The District Council of Millicent (formerly the District Council of Mayurra) was a local government area in South Australia seated at Millicent.

==History==
According to South Australian local government historian Sue Marsden "development of South Australia's South East was greatly helped by drainage schemes. Elsewhere in South Australia the Local Board of Main Roads was the precursor to local government, but in the South East it was district drainage boards." The original South-East Drainage District was formed in April 1876. Over the next five years parts were split off to form new drainage districts. The Mayurra Drainage District was established on 27 April 1882 in the vicinity of the Hundred of Mayurra and the township of Millicent, which lies across the hundred northern border in the Hundred of Mount Muirhead.

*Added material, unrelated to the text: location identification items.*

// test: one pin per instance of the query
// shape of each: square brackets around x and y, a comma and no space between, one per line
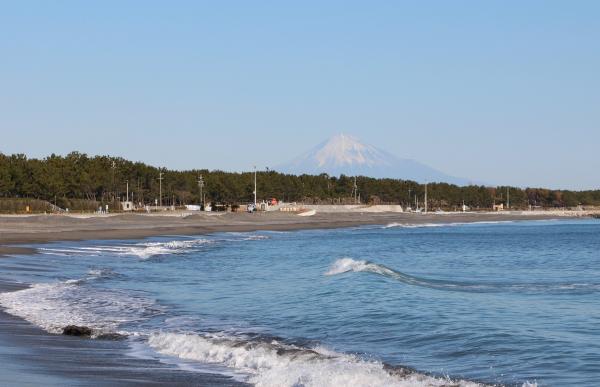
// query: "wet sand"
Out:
[27,230]
[32,357]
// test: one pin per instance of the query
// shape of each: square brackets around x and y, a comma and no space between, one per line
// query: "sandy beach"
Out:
[16,230]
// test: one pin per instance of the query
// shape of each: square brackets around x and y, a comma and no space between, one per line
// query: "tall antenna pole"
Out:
[255,186]
[114,165]
[425,197]
[160,188]
[201,185]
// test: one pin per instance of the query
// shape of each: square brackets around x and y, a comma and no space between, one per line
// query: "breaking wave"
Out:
[344,265]
[270,362]
[147,250]
[52,306]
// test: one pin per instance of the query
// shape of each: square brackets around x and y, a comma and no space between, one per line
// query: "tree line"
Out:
[82,181]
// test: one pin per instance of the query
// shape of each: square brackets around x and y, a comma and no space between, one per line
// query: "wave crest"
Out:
[344,265]
[272,363]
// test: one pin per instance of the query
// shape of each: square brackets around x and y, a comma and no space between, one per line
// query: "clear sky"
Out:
[505,92]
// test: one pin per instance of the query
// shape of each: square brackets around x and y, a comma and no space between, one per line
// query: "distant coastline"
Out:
[18,230]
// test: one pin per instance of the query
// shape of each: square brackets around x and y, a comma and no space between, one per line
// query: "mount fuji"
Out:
[344,154]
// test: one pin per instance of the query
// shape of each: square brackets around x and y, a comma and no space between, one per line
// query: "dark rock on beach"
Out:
[111,336]
[74,330]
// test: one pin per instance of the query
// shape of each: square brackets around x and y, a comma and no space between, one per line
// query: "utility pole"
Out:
[201,185]
[160,188]
[255,186]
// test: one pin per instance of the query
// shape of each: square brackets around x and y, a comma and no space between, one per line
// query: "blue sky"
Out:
[504,92]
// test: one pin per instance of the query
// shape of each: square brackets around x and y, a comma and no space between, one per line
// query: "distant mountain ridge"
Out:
[345,154]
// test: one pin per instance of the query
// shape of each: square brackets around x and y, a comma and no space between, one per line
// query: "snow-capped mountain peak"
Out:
[345,154]
[345,150]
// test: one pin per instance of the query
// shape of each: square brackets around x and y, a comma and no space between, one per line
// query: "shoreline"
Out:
[32,356]
[16,232]
[19,339]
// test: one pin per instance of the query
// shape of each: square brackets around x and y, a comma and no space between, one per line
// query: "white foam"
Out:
[143,250]
[55,305]
[276,364]
[344,265]
[425,225]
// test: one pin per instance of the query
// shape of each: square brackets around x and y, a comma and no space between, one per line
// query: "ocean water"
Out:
[509,303]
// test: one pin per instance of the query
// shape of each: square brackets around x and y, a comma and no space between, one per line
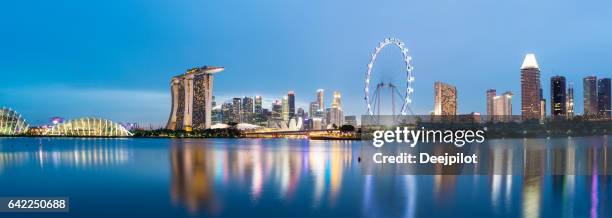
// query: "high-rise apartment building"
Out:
[320,99]
[291,102]
[313,108]
[247,110]
[350,120]
[192,99]
[277,111]
[530,88]
[236,110]
[445,99]
[570,101]
[285,106]
[258,111]
[502,107]
[491,93]
[226,112]
[336,115]
[557,97]
[603,98]
[589,95]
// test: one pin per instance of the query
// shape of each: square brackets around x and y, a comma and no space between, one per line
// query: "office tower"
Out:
[350,120]
[317,123]
[542,107]
[603,98]
[258,111]
[530,87]
[236,110]
[327,117]
[491,93]
[291,101]
[247,110]
[320,99]
[217,114]
[313,108]
[336,116]
[192,99]
[557,97]
[589,96]
[226,110]
[570,101]
[266,115]
[445,99]
[285,106]
[277,111]
[300,113]
[502,108]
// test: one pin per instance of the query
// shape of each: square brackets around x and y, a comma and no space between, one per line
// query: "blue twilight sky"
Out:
[115,58]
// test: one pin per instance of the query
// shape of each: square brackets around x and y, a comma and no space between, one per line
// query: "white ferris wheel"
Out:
[400,91]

The District Council of Mayurra was established in 1888 by the enactment of the District Councils Act 1887, a statewide legislative push to ensure all settled areas of the state be under local governance. It stated that all existing drainage districts (and the accompanying drainage boards) were to effectively become district councils.

In 1903 the council name was changed from Mayurra to Millicent.

On 4 June 1914, Millicent annexed the District Council of Mount Muirhead. The enlarged council area was divided into five wards: Central, Mayurra, Mount Muirhead, Nangula, and Rendlesham.

The council amalgamated with the District Council of Beachport and District Council of Penola in 1997 to form the Wattle Range Council.